Daniel Higgs, ou o homem que foi capaz de tornar Peer Amid dosThe Skull Defekts um disco grandioso, não se limita apenas a tocar banjo, mas também a acompanhá-lo com murmúrios imperceptíveis ou com assobios que conferem uma intimidade muito própria, transpondo-se para o campo da meditação. Tal como afirmou, cantar é benéfico para a saúde mental e física e consequente bem-estar. A avaliar por aquilo que se testemunhou, a transmissão para quem esteve presente decorreu de forma subtil, mas eficaz. Um legado que nos foi a todos conferido. Um legado único de cariz humano e familiar. Um legado de proximidade para e com o público. Por fim, uma transmissão de carisma, sensibilidade e sabedoria. A noite de um mestre.

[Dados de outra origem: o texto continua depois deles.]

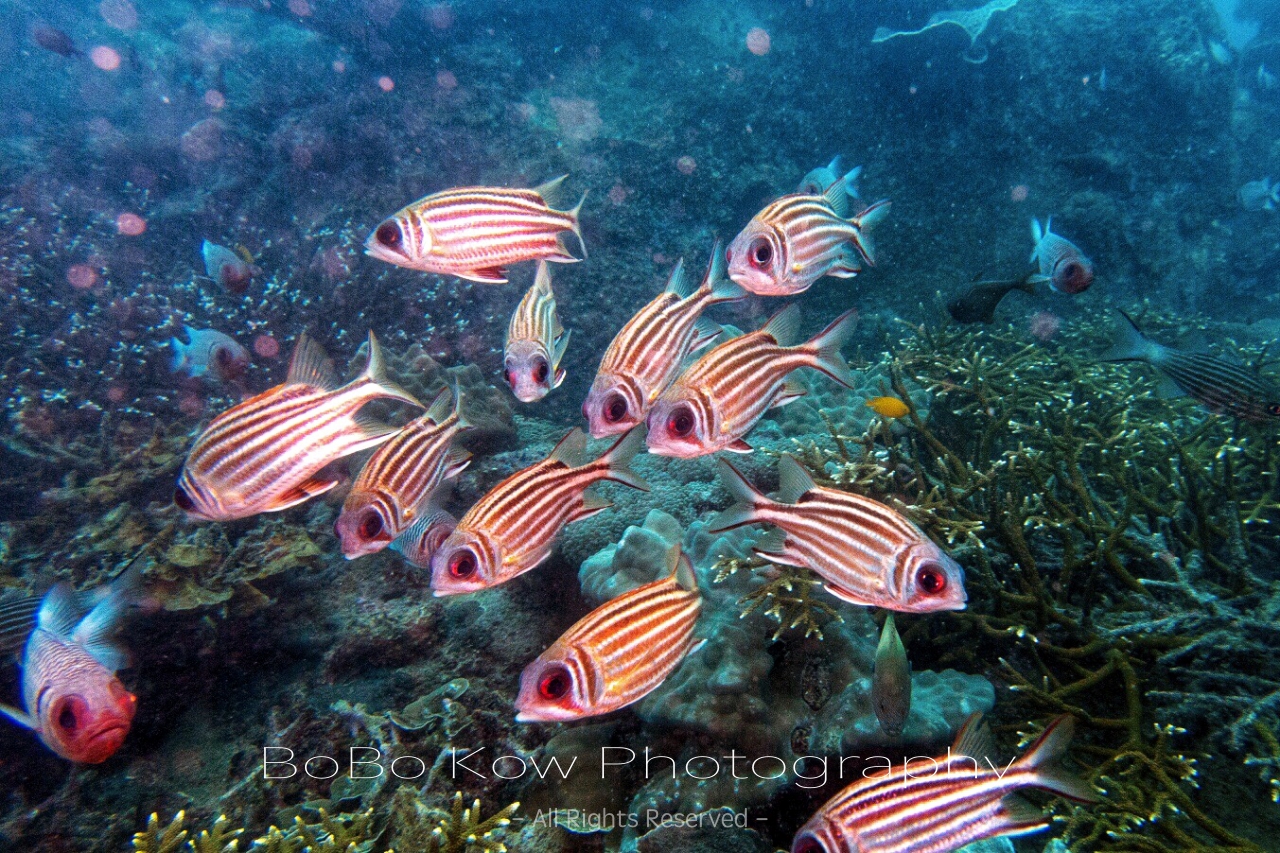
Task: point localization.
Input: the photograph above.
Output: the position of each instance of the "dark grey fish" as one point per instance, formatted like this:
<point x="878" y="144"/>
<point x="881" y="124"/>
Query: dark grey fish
<point x="1220" y="386"/>
<point x="978" y="304"/>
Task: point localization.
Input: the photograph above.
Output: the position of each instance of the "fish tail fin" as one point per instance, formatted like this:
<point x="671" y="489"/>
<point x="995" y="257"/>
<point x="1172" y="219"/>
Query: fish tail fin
<point x="1129" y="343"/>
<point x="865" y="223"/>
<point x="826" y="349"/>
<point x="618" y="459"/>
<point x="748" y="500"/>
<point x="375" y="372"/>
<point x="1042" y="757"/>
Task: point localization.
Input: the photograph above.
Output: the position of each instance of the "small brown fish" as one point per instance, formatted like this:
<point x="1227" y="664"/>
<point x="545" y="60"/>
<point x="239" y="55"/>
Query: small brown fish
<point x="978" y="304"/>
<point x="476" y="232"/>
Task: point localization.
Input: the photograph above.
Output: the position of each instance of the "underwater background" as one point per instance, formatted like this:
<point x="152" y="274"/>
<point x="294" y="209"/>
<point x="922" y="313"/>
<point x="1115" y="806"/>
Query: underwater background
<point x="1119" y="546"/>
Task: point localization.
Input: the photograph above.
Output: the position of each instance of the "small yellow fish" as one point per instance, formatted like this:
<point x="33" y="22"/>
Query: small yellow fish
<point x="888" y="406"/>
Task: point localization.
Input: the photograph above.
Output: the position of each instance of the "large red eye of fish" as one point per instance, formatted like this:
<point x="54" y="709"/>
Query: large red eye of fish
<point x="370" y="525"/>
<point x="760" y="254"/>
<point x="681" y="422"/>
<point x="615" y="409"/>
<point x="462" y="565"/>
<point x="931" y="579"/>
<point x="388" y="235"/>
<point x="182" y="500"/>
<point x="554" y="684"/>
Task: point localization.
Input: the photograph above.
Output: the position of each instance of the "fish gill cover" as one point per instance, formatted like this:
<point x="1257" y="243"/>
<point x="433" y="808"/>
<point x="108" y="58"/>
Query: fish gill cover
<point x="187" y="188"/>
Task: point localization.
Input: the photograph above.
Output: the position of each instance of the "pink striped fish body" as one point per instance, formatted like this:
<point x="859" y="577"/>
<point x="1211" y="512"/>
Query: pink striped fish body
<point x="535" y="342"/>
<point x="476" y="232"/>
<point x="400" y="477"/>
<point x="512" y="528"/>
<point x="941" y="804"/>
<point x="726" y="392"/>
<point x="645" y="355"/>
<point x="868" y="553"/>
<point x="617" y="653"/>
<point x="799" y="238"/>
<point x="266" y="454"/>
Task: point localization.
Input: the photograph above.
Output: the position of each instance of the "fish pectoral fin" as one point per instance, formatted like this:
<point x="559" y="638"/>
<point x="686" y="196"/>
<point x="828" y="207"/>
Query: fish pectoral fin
<point x="485" y="276"/>
<point x="314" y="487"/>
<point x="21" y="717"/>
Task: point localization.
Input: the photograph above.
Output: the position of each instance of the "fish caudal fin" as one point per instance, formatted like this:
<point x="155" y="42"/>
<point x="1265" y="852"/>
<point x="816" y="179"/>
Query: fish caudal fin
<point x="618" y="459"/>
<point x="375" y="373"/>
<point x="1042" y="757"/>
<point x="826" y="349"/>
<point x="1129" y="343"/>
<point x="748" y="500"/>
<point x="865" y="223"/>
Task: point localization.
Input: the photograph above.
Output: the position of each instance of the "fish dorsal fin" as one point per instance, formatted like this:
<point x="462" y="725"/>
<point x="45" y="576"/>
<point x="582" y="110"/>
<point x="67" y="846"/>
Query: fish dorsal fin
<point x="794" y="480"/>
<point x="571" y="450"/>
<point x="974" y="740"/>
<point x="552" y="191"/>
<point x="311" y="365"/>
<point x="677" y="282"/>
<point x="784" y="327"/>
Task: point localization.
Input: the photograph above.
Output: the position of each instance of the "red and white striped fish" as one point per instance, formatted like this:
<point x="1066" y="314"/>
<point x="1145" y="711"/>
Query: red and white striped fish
<point x="726" y="392"/>
<point x="535" y="342"/>
<point x="513" y="527"/>
<point x="617" y="653"/>
<point x="476" y="232"/>
<point x="648" y="351"/>
<point x="1061" y="261"/>
<point x="940" y="804"/>
<point x="868" y="553"/>
<point x="425" y="536"/>
<point x="799" y="238"/>
<point x="72" y="696"/>
<point x="400" y="477"/>
<point x="266" y="454"/>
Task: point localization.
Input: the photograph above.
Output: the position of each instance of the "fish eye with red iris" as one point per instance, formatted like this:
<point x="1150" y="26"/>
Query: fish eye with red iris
<point x="615" y="409"/>
<point x="553" y="684"/>
<point x="681" y="422"/>
<point x="931" y="579"/>
<point x="388" y="233"/>
<point x="462" y="565"/>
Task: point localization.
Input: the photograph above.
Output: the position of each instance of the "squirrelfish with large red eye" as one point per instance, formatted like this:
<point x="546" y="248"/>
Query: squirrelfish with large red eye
<point x="617" y="653"/>
<point x="401" y="475"/>
<point x="726" y="392"/>
<point x="864" y="551"/>
<point x="941" y="804"/>
<point x="269" y="452"/>
<point x="72" y="696"/>
<point x="478" y="232"/>
<point x="1061" y="261"/>
<point x="512" y="528"/>
<point x="535" y="342"/>
<point x="647" y="354"/>
<point x="801" y="237"/>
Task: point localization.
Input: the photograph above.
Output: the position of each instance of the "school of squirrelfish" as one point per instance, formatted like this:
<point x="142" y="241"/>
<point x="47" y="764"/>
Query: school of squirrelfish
<point x="672" y="381"/>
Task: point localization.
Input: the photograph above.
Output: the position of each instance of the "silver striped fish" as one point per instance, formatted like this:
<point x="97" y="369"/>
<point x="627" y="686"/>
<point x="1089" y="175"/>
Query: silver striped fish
<point x="726" y="392"/>
<point x="512" y="528"/>
<point x="647" y="354"/>
<point x="865" y="552"/>
<point x="617" y="653"/>
<point x="476" y="232"/>
<point x="425" y="536"/>
<point x="1061" y="261"/>
<point x="799" y="238"/>
<point x="266" y="454"/>
<point x="535" y="342"/>
<point x="940" y="804"/>
<point x="1220" y="386"/>
<point x="401" y="475"/>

Num dos vários momentos em que se dirigiu aos presentes, afirmou que não conseguia tocar em banjo os sons dos pássaros, no entanto, iria tentar fazer som que os mesmos pudessem gostar. De certo que gostariam e a ti, Daniel, deixo-te estes dois quartetos de Ken Follett, Os Pilares da Terra:

“Uma cotovia, apanhada na rede dum caçador,

Cantou então mais doce que nunca,

Como se a cadente melodia

Pudesse voar e a rede desfazer.

Ao cair da noite, o caçador levou a sua presa,

A cotovia, a liberdade nunca mais viu.

Todas as aves e os homens têm a morte certa,

Mas as canções podem ter vida eterna”

As canções de Daniel Higgs terão, certamente, vida eterna e se durante Beyond and Between referiu inúmeras vezes I Will Return, aquilo que se pode desejar é que esse regresso se concretize num curto espaço temporal.